LaNyalla Nilai Ulama Harus Ikut Tentukan Arah Perjalanan Bangsa

Atta Kharisma - detikNews
Sabtu, 15 Jan 2022 21:28 WIB
Foto: DPD
Jakarta -

Ketua DPD RI, AA LaNyalla Mahmud Mattalitti mengatakan ulama harus ikut menentukan arah perjalanan bangsa. Hal itu disampaikan LaNyalla dalam Kuliah Umum di Sekolah Tinggi Ilmu Syariah Hidayatullah, Komplek Pondok Pesantren Hidayatullah, Balikpapan.

"Para ulama dan tokoh agama adalah representasi dari negarawan dan seorang negarawan tidak berpikir next election, tetapi berpikir next generation," ujarnya dalam keterangan tertulis, Sabtu (15/1/2022).

Keikutsertaan ulama dan tokoh agama tersebut lantaran LaNyalla prihatin terhadap kondisi sistem tata negara pasca amandemen Konstitusi 1999-2002 silam. Sejak saat itu, kedaulatan rakyat sudah tidak memiliki wadah yang utuh.

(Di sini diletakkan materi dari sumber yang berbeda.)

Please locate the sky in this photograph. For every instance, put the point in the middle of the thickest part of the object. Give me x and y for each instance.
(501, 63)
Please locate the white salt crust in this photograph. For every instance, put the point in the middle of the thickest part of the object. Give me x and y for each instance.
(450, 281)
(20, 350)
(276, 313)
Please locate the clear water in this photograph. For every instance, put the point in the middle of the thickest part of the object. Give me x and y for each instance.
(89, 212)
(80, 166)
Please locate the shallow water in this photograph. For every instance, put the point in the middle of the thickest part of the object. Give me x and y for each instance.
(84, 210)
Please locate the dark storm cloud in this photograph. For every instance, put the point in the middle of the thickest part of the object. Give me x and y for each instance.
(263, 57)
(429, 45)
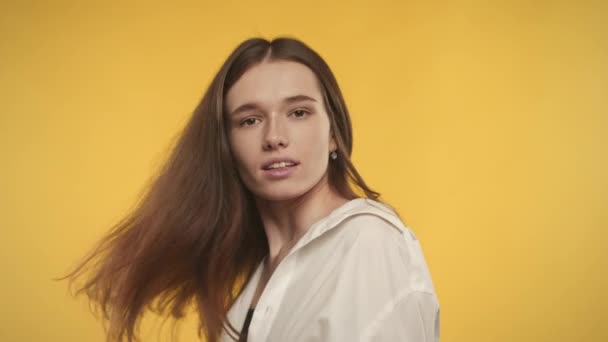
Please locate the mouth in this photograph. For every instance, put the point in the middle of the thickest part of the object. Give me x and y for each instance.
(279, 164)
(279, 169)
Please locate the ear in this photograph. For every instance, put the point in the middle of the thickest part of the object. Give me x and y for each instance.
(332, 143)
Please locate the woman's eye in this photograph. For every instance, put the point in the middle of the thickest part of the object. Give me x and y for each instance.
(248, 122)
(300, 113)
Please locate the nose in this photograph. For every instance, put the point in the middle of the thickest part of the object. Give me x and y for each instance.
(275, 135)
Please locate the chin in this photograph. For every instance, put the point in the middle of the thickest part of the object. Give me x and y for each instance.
(279, 193)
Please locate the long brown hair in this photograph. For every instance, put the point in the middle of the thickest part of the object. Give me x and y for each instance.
(196, 234)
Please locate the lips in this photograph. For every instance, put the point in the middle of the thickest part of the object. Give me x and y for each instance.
(279, 163)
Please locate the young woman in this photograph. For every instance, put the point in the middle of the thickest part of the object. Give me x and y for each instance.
(256, 220)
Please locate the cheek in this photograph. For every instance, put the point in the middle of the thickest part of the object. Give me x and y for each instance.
(240, 151)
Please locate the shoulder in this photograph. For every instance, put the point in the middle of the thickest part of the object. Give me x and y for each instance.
(376, 223)
(383, 247)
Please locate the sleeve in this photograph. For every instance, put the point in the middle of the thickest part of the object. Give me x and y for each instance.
(413, 318)
(389, 284)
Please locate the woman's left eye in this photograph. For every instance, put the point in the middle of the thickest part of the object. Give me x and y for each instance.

"Dulu sebelum dilakukan amandemen, kedaulatan rakyat ada di Lembaga Tertinggi Negara, yaitu MPR RI yang terdiri dari partai politik melalui anggota DPR, Utusan Daerah yang merupakan wakil-wakil daerah dari Sabang sampai Merauke dan unsur Utusan Golongan yang adalah wakil dari beragam golongan di masyarakat, termasuk dari ulama dan tokoh agama," paparnya.

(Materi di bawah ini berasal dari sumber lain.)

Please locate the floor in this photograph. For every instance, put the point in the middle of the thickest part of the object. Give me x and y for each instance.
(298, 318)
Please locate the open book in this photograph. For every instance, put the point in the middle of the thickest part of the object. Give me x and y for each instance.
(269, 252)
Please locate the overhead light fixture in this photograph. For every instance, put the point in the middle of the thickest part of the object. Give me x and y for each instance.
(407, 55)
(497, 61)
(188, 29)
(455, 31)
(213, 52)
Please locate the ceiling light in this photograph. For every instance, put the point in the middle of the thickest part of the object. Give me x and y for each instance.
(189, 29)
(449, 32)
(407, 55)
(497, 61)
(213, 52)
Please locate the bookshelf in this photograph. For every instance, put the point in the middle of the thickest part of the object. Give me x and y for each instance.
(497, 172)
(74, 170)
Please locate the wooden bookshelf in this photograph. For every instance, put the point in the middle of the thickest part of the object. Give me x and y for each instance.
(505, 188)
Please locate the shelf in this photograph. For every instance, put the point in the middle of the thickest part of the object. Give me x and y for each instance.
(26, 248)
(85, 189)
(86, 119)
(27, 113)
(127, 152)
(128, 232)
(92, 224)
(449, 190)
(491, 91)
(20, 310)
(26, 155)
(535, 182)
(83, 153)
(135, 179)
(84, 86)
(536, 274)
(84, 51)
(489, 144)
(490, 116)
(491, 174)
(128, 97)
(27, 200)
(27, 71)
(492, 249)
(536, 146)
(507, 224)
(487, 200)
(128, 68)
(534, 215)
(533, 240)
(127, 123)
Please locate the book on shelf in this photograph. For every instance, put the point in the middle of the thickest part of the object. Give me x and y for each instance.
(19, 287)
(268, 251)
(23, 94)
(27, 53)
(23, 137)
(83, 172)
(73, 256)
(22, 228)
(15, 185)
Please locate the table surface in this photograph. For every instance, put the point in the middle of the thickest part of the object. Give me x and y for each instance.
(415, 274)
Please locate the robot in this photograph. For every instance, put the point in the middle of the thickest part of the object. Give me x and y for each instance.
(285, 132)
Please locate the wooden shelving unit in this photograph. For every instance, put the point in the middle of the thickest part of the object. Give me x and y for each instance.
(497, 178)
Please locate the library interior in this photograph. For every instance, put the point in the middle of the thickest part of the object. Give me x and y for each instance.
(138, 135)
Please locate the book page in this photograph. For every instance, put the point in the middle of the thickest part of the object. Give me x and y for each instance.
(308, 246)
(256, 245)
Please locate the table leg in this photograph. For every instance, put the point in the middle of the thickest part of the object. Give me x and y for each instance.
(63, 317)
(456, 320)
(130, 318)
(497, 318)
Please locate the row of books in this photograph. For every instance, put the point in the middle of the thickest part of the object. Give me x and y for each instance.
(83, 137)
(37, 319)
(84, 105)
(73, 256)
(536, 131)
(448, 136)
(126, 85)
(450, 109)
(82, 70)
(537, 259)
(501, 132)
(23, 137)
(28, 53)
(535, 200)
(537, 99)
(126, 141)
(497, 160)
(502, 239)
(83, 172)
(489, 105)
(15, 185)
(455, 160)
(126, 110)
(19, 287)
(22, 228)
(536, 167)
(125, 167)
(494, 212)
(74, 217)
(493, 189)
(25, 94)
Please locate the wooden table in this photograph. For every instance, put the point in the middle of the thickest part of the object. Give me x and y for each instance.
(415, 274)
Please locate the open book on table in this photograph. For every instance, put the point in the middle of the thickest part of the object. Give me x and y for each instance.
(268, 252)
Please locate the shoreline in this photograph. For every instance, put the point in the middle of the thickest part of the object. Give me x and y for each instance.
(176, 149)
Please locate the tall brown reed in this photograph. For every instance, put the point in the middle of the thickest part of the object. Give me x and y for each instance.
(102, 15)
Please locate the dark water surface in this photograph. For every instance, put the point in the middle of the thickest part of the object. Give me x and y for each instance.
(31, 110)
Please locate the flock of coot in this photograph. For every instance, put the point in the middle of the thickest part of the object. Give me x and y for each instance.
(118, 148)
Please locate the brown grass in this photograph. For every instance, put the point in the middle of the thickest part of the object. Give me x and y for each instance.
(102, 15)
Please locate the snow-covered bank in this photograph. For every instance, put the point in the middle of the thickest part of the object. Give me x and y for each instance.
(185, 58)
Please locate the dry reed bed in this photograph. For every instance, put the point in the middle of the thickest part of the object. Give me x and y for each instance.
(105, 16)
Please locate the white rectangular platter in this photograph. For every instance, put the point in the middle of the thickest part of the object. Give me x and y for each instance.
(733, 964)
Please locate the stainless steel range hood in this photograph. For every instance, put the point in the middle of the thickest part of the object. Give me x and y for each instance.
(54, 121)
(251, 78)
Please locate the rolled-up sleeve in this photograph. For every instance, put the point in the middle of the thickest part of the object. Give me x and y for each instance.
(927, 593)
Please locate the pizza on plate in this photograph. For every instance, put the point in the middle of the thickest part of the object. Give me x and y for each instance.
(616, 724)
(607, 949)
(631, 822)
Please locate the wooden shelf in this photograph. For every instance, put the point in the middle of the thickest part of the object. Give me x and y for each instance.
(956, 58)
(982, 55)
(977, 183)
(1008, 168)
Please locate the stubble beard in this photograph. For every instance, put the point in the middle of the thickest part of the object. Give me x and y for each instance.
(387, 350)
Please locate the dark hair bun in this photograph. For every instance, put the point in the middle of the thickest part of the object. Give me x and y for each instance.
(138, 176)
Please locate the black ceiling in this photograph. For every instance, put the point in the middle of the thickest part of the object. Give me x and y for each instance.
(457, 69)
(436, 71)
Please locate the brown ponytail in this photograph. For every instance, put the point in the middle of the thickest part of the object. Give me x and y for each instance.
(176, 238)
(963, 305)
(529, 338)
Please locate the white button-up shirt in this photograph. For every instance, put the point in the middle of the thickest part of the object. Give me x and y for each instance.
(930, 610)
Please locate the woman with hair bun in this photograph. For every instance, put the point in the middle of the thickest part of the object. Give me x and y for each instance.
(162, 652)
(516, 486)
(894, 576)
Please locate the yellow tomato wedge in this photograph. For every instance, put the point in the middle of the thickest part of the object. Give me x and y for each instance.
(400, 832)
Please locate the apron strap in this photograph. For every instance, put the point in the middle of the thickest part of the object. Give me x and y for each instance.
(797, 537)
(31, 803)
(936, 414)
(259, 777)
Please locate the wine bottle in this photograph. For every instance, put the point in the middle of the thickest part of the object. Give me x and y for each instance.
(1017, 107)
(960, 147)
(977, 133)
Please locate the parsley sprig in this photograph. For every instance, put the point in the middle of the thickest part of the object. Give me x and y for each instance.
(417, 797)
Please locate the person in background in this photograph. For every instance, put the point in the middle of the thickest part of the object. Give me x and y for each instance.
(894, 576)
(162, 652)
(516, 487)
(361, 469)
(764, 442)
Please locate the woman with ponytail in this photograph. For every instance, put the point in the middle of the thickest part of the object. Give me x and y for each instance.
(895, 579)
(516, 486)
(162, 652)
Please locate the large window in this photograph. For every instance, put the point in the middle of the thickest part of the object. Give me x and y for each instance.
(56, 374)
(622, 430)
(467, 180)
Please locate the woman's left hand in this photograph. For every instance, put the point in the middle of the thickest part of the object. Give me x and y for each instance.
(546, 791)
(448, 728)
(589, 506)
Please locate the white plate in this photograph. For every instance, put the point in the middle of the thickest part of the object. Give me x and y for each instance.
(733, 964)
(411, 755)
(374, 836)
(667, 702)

Lebih lanjut, LaNyalla menerangkan sejak amandemen 20 tahun yang lalu Utusan Daerah dan Utusan Golongan dihapus. Presiden sampai kepala daerah juga dipilih langsung. Utusan Daerah dan Utusan Golongan diganti dengan Dewan Perwakilan Daerah.

"Tetapi DPD RI tidak memiliki kewenangan yang sama dengan Utusan Daerah dan Utusan Golongan. Sejak amandemen itu, partai politik menjadi satu-satunya penentu wajah dan arah perjalanan bangsa ini. Karena hanya partai politik yang bisa mengajukan dan menentukan calon presiden yang seharusnya dipilih oleh rakyat," ungkapnya.

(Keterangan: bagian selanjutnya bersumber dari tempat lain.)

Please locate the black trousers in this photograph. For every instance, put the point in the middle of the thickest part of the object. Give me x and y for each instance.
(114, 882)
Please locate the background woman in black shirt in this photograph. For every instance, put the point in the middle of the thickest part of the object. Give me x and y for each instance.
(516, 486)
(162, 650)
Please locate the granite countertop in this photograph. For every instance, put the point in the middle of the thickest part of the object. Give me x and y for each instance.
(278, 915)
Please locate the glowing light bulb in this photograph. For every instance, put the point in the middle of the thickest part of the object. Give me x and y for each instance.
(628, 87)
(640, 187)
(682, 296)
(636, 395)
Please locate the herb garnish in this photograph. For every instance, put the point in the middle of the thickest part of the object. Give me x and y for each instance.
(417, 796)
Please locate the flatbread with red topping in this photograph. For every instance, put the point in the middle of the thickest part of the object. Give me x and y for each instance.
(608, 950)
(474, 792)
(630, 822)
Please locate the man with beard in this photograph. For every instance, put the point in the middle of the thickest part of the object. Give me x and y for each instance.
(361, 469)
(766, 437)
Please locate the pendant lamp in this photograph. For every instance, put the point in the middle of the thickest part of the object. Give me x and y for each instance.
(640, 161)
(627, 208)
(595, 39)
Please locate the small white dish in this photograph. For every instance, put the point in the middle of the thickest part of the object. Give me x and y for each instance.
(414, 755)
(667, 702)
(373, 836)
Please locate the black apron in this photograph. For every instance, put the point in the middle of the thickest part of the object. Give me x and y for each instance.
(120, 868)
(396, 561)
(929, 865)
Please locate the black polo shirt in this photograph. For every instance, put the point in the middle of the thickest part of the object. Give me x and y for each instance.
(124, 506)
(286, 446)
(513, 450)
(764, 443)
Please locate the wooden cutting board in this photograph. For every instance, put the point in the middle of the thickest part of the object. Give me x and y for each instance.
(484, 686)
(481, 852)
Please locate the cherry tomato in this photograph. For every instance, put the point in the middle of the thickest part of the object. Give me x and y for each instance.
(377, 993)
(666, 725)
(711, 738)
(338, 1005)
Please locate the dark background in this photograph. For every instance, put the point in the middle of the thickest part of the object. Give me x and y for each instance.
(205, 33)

Oleh karenanya, LaNyalla mengajak publik bersama memikirkan masa depan Indonesia agar lebih baik dan lebih cepat untuk mewujudkan cita-cita para pendiri bangsa yakni keadilan sosial bagi seluruh rakyat Indonesia.

"Kita harus berani melakukan koreksi. Dimana penentu wajah dan arah perjalanan bangsa ini tidak boleh kita serahkan tunggal kepada partai politik. Sebab, negara ini ada karena adanya rakyat. Dan tidak semua rakyat adalah anggota partai politik," tegasnya.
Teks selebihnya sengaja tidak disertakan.